Cross-cutting model classes, architectural families and meta-techniques that appear across multiple learning paradigms (supervised / unsupervised / self-supervised / reinforcement / semi-supervised).

Linear / Parametric Family (classical, interpretable, fast baseline)

Linear Models / Generalized Linear Models (GLMs) – Family of models where prediction is a linear combination of features (weighted sum + bias) possibly transformed by a link function; includes ordinary linear regression, logistic regression, ridge/lasso/elastic net regularization, Poisson/gamma regression, etc.; very interpretable coefficients, fast training/inference, strong baseline on many problems; assumes linear relationships (or linear after link); foundation for many extensions (e.g. single-layer perceptron → neural nets); scikit-learn groups them under linear_model module.

Neural / Connectionist Family (dominant general-purpose paradigm)

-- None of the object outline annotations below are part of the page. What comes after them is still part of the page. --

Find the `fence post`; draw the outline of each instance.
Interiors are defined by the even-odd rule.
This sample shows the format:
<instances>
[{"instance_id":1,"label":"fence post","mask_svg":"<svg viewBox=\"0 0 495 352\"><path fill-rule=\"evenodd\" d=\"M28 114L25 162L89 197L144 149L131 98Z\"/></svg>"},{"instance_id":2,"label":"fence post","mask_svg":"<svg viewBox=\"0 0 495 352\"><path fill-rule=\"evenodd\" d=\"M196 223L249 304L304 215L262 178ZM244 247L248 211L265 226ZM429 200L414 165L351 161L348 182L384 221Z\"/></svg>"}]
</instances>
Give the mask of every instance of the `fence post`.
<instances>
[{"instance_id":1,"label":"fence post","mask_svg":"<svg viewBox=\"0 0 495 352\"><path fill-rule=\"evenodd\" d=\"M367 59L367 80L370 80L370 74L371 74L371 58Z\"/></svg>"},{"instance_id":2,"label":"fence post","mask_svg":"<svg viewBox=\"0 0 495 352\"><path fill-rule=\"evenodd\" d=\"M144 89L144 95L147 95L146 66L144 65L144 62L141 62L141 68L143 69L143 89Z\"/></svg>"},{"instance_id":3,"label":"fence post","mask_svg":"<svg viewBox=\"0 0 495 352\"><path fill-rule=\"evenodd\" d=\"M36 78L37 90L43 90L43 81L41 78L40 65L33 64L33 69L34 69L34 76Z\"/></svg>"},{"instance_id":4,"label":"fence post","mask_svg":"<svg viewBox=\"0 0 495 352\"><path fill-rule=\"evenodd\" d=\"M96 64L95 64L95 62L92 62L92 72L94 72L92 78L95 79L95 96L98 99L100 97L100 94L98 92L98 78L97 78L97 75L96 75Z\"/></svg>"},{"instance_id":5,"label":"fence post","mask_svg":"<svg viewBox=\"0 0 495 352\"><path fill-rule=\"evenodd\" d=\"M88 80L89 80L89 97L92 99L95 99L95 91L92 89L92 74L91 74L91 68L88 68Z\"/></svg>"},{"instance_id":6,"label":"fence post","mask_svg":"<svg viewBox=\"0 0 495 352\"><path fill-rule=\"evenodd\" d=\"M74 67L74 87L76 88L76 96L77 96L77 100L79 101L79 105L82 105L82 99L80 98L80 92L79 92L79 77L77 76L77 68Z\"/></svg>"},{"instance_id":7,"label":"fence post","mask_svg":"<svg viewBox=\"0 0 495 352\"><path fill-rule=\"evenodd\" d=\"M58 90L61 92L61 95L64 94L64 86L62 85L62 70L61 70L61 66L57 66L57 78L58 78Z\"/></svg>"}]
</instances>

Neural Networks – Universal function approximators built from layered artificial neurons with learnable weights and non-linear activations; trained via backpropagation and gradient descent; capable of hierarchical feature learning; backbone of almost all state-of-the-art performance on high-dimensional / perceptual data (images, audio, text, video, multimodal); includes shallow MLPs, deep architectures and virtually all modern specialized nets.
Deep Learning – Multi-layer neural networks (typically >3–5 hidden layers); the scalable, data-hungry, compute-intensive subset of neural networks that became dominant after 2012; automatic representation learning at multiple levels of abstraction; currently the most powerful and most widely deployed family across nearly every ML domain.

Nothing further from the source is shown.